Cloud Computing with MapReduce and Hadoop

Wednesday, September 16, 2009 - 17:30
TH 331
Matei Zaharia, UC Berkeley

Today's most popular computer applications are Internet services like Google, Facebook, and Amazon. In addition to serving millions of hits per day on the front-end, these services must analyze hundreds of terabytes of data for applications like search, spam detection and business intelligence on the back-end, using clusters of thousands of machines. I will talk about MapReduce, a simple but surprisingly versatile programming model for clusters that was developed at Google and popularized through the Hadoop open-source project. I will also tour some higher-level programming tools being developed on top of MapReduce and related systems, such as Yahoo's Pig and Microsoft's DryadLINQ, to simplify large-scale parallel programming. Finally, I will show how cloud computing services have made it possible for small companies and research groups to take advantage of these large-scale data processing systems.

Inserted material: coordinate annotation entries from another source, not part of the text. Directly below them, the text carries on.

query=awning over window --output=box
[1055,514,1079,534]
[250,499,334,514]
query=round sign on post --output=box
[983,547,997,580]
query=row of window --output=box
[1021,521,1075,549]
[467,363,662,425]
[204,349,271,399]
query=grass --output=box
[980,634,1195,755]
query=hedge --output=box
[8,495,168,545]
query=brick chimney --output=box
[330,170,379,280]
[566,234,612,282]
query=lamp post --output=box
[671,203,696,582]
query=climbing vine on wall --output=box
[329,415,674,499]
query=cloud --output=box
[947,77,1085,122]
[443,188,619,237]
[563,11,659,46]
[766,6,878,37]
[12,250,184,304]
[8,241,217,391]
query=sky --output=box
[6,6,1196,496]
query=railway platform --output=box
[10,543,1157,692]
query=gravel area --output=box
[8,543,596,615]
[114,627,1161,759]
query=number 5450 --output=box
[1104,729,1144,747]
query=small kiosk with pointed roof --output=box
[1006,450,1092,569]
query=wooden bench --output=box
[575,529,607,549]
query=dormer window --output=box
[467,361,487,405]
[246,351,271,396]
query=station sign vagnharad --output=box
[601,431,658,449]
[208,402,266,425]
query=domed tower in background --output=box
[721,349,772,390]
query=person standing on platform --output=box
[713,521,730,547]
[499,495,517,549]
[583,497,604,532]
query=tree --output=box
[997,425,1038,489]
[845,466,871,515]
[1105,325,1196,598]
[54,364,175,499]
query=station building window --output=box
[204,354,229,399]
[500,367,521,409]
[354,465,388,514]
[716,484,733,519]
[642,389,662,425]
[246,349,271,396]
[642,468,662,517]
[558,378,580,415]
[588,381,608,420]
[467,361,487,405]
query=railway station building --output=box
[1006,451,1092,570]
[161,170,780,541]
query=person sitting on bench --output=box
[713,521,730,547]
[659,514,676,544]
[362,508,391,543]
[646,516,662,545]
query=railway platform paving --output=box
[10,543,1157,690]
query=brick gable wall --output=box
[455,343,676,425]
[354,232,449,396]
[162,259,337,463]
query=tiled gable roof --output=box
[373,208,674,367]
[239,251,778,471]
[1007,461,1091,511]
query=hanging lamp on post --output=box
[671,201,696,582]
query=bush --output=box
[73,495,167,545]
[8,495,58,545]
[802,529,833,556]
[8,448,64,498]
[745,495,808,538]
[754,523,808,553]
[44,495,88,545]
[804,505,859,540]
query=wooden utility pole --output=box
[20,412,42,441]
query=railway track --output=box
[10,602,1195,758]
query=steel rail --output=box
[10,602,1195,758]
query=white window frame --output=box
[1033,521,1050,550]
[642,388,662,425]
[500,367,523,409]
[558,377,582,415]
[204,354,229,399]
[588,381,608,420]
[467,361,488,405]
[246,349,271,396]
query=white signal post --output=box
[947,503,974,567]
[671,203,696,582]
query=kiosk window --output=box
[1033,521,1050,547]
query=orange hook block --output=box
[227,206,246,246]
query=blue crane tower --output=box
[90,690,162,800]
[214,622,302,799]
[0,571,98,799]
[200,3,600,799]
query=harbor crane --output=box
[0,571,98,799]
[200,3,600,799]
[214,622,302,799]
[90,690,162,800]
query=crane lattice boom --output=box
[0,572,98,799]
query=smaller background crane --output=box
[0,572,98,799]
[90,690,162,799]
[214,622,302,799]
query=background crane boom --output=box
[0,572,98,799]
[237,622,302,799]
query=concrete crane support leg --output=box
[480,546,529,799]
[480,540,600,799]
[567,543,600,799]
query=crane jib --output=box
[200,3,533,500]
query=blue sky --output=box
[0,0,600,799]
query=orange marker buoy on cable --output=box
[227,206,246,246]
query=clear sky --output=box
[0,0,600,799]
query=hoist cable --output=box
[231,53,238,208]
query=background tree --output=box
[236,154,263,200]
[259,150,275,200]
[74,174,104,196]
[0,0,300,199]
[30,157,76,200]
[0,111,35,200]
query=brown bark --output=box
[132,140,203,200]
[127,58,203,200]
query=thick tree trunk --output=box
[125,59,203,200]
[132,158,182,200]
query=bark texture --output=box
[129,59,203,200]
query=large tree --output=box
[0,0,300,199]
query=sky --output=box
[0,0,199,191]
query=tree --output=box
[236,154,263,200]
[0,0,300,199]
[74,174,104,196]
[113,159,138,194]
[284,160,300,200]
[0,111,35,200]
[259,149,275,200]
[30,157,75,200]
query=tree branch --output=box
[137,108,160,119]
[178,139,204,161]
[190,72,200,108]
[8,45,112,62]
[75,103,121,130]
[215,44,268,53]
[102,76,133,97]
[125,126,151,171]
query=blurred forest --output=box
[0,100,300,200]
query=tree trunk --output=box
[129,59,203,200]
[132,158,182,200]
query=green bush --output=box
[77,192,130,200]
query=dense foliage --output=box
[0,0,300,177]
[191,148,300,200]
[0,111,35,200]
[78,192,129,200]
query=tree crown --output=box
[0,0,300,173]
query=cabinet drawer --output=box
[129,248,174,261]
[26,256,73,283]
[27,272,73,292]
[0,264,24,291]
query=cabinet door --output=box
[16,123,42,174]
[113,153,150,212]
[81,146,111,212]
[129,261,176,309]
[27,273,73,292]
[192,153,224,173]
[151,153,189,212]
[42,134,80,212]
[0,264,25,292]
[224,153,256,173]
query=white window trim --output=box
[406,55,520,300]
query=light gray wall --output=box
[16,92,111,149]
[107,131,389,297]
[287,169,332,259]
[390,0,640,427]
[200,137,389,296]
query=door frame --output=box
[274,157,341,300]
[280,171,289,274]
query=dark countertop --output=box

Matei Zaharia got his undergraduate degree from the University of Waterloo in Canada and is currently a third-year PhD student at UC Berkeley. He works in the Reliable Adaptive Distributed systems lab (RAD Lab) with professors Scott Shenker and Ion Stoica, on topics in cluster computing and networking. He worked on Facebook's data infrastructure team in summer 2008. He is also a committee member on the Apache Hadoop project.